When running Kubernetes, the amount of YAML you’ll see on a daily basis is staggering. Joe Beda (one of the Kubernetes founders) recently joked about giving a talk titled “I’m sorry about the YAML”. While we can laugh about the amount of YAML, it is an error prone syntax, and it can be easy to make some mistakes. There are a few tools available to help validate and write your Kubernetes manifests. This week, we are looking at some of the methods of validating YAML before deploying, including Open Policy Agent, and a couple of utilities from Gareth Rushgrove. Hopefully the links below will help you see how to use these different tools to write production-grade Kubernetes manifests.
Let’s start with this detailed walkthrough of using the Open Policy Agent Gatekeeper project to enforce specific rules to be applied to all manifests deployed into a Kubernetes cluster. While this post starts out showing you some common scenarios including only allowed registries, the bottom shows how you can start to write your own rules with a little rego. Gatekeeper includes a rego-based Kubernetes Admission Controller, allowing you to enforce policies at deploy time. And, because it works as an admission controller, Gatekeeper policies will apply to in-cluster, Operator-created objects also. 🔱
Did you know that Kubernetes publishes OpenAPI specs for all of the built-in kinds? Kubeval is a CLI that you can use to compare a given Kubernetes YAML to various versions of the Kubernetes OpenAPI specification, and look for errors and warnings. This is a good way to validate that your manifests are technically correct and will work. This is a handy CLI that will tell you when there’s an error in your YAML, such as using a number where a string is required or missing a required field. 🎓
After using Kubeval to validate your manifests, how do you know that they are following best practices? Kubeval tells you if your manifests are correct, while Conftest can tell you if they are good. This project used Open Policy Agent, and has recently joined the OPA CNCF project. Because of the power of rego, Conftest is extremely flexible, and is a general-purpose tool that’s useful for more than just Kubernetes YAML.
A variety of tools that can be used to validate some YAML. Some of the ones mentioned here are covered in other links this week (Kubeval, Conftest). But there are some new utilities worth checking out also, and Amit describes a full set of utilities to validate Kubernetes manifests. If rego and YAML aren’t the languages you want to write rules in, check out Copper, where you can write policies in Javascript. 📐
Kubernetes operators are popular, and most clusters have Custom Resource Definitions and custom types now. This site is a centralized location to download the OpenAPI docs for custom types.

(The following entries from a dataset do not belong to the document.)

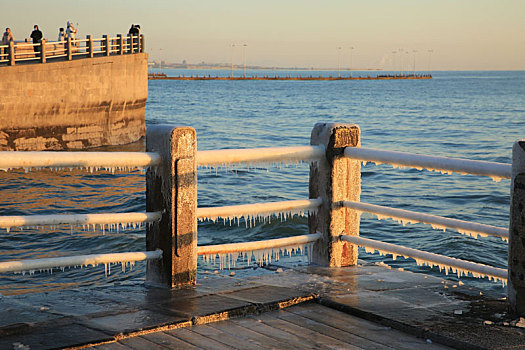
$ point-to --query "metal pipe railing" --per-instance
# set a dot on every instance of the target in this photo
(258, 209)
(461, 267)
(259, 155)
(437, 222)
(13, 160)
(8, 222)
(444, 164)
(30, 265)
(257, 245)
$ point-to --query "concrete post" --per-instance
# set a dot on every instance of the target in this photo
(120, 44)
(130, 43)
(335, 179)
(89, 46)
(516, 264)
(11, 53)
(69, 49)
(107, 48)
(43, 50)
(172, 189)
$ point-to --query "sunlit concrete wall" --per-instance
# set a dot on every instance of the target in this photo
(75, 104)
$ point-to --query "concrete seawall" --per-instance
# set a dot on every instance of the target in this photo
(75, 104)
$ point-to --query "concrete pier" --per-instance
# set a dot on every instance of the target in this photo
(429, 309)
(65, 105)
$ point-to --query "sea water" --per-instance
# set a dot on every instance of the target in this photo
(473, 115)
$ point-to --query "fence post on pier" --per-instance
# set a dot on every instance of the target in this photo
(130, 43)
(69, 49)
(335, 179)
(89, 45)
(172, 189)
(43, 50)
(516, 263)
(107, 47)
(11, 53)
(120, 44)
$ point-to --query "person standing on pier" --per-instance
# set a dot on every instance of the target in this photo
(36, 35)
(71, 32)
(6, 38)
(61, 34)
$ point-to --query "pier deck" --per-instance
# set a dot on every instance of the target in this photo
(373, 302)
(304, 326)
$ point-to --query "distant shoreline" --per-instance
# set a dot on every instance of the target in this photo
(162, 76)
(214, 67)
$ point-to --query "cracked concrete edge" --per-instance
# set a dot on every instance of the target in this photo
(252, 309)
(401, 326)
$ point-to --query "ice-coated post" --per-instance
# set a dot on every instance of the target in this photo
(43, 50)
(69, 49)
(11, 53)
(107, 47)
(516, 264)
(335, 178)
(120, 44)
(89, 46)
(172, 189)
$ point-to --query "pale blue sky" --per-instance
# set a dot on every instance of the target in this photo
(464, 34)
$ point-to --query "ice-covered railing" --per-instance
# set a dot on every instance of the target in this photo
(252, 212)
(496, 171)
(437, 222)
(259, 155)
(83, 160)
(103, 221)
(88, 161)
(445, 263)
(262, 251)
(48, 264)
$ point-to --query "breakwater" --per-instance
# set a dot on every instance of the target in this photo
(83, 97)
(162, 76)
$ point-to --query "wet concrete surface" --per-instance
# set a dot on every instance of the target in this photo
(426, 306)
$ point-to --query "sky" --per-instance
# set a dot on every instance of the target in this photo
(440, 34)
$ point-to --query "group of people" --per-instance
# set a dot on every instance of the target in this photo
(36, 35)
(69, 32)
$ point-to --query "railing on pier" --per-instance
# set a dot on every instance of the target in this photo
(334, 206)
(69, 49)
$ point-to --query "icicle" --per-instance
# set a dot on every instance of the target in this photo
(261, 257)
(442, 267)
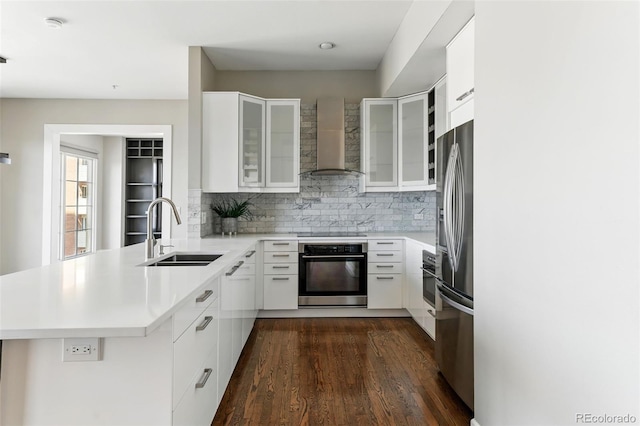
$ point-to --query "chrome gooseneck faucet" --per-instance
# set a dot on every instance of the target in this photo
(150, 242)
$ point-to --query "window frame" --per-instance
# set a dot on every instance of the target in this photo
(80, 154)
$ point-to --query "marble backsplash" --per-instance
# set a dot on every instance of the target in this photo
(324, 204)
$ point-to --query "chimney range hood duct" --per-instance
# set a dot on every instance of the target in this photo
(330, 139)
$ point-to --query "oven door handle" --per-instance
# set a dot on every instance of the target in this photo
(335, 256)
(429, 272)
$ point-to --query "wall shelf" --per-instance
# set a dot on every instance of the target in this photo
(143, 185)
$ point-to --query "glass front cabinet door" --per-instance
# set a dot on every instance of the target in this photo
(252, 142)
(380, 147)
(413, 141)
(283, 143)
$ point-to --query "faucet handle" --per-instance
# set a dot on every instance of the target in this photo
(162, 247)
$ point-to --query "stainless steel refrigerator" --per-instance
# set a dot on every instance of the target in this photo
(454, 259)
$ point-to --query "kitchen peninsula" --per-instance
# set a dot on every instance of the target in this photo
(169, 337)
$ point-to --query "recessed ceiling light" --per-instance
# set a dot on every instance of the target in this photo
(327, 45)
(54, 23)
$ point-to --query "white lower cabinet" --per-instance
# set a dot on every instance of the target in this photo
(197, 407)
(384, 274)
(280, 275)
(385, 291)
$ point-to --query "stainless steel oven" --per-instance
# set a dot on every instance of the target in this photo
(429, 278)
(332, 274)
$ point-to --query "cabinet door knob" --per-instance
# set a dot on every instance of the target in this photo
(204, 296)
(205, 377)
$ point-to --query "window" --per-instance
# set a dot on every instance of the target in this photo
(78, 203)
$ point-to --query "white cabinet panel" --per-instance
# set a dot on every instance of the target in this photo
(191, 310)
(379, 153)
(460, 69)
(281, 268)
(192, 348)
(280, 292)
(250, 144)
(412, 140)
(200, 402)
(384, 291)
(281, 246)
(385, 256)
(283, 143)
(252, 139)
(385, 245)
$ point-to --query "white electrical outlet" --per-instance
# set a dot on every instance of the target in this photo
(86, 349)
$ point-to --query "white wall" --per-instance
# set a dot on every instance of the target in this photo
(22, 132)
(556, 211)
(113, 168)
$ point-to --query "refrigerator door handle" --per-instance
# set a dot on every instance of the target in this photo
(453, 303)
(458, 190)
(447, 205)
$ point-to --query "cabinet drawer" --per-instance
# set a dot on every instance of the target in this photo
(384, 268)
(384, 291)
(280, 257)
(281, 292)
(280, 246)
(280, 268)
(250, 256)
(200, 401)
(386, 245)
(246, 269)
(194, 307)
(385, 257)
(192, 348)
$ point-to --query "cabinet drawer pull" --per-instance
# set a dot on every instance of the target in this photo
(204, 296)
(205, 323)
(235, 268)
(465, 94)
(205, 377)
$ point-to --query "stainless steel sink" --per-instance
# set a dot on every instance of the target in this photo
(184, 259)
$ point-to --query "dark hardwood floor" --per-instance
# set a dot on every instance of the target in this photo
(339, 371)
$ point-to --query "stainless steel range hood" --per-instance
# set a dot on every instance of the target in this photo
(330, 139)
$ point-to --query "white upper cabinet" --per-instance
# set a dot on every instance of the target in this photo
(379, 155)
(283, 143)
(413, 141)
(250, 144)
(460, 75)
(395, 144)
(252, 139)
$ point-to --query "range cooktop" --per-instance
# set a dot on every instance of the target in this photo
(330, 234)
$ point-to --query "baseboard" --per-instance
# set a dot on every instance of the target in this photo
(333, 313)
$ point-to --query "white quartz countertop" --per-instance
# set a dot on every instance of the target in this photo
(107, 294)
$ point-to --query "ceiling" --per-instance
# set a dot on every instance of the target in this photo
(132, 49)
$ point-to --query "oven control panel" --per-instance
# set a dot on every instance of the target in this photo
(329, 248)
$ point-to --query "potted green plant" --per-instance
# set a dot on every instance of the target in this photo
(229, 212)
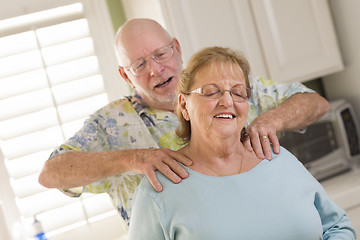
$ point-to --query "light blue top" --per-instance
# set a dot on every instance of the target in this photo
(277, 199)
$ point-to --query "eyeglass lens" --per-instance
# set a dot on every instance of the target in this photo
(160, 55)
(238, 93)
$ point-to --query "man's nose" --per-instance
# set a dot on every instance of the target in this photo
(155, 67)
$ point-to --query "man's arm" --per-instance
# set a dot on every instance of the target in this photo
(297, 112)
(74, 169)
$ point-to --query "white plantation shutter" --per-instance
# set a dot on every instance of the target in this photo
(50, 81)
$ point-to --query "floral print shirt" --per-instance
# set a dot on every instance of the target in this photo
(128, 123)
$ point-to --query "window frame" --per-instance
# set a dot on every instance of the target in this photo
(101, 30)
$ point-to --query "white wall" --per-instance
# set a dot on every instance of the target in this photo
(346, 84)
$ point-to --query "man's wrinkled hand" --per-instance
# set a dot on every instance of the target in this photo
(147, 161)
(258, 137)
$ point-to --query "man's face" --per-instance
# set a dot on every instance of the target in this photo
(157, 85)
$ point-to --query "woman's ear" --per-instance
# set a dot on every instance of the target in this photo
(182, 105)
(124, 75)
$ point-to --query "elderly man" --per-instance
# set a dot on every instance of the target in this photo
(135, 135)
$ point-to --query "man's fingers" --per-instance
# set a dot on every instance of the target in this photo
(181, 158)
(257, 146)
(151, 175)
(169, 173)
(275, 143)
(266, 147)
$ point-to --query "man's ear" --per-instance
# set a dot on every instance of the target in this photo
(178, 47)
(182, 105)
(124, 75)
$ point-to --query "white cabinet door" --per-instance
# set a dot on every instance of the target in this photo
(203, 23)
(298, 38)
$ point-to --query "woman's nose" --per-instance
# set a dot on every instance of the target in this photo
(226, 99)
(155, 67)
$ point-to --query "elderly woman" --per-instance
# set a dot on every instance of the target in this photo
(230, 193)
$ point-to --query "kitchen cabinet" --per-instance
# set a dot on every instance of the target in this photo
(344, 190)
(283, 40)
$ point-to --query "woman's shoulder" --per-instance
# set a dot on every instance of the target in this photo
(145, 186)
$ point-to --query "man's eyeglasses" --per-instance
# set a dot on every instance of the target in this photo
(160, 55)
(238, 93)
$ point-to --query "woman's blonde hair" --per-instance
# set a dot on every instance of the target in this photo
(215, 59)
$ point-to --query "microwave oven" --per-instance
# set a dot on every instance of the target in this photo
(329, 146)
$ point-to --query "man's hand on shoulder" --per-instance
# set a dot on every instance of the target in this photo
(259, 136)
(147, 161)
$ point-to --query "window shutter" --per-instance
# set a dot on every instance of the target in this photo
(50, 82)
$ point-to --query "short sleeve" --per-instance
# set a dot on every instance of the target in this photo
(336, 225)
(268, 94)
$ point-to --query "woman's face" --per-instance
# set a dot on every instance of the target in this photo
(221, 117)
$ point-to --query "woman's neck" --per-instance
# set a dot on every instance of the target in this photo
(223, 158)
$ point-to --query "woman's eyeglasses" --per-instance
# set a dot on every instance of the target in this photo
(238, 93)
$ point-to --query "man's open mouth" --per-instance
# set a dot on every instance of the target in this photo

When using a utility like Kubeval, being able to provide the schemas for custom types will give you more complete coverage in your validation.
Packaged as a Helm plugin, this is a way to use both Kubeval and Conftest to validate a Helm chart, ideally before deploying. You probably know that Helm charts are templated Kubernetes YAML, which makes them more difficult to lint and parse using normal YAML tools. But both Conftest and Kubeval are compatible with Helm charts, and this post shows how to use these utilities to test a chart.
The CNCF Annual Report for 2020 was published. Through all of the challenges in this past year, cloud native adoption has continued to grow and at an accelerated pace!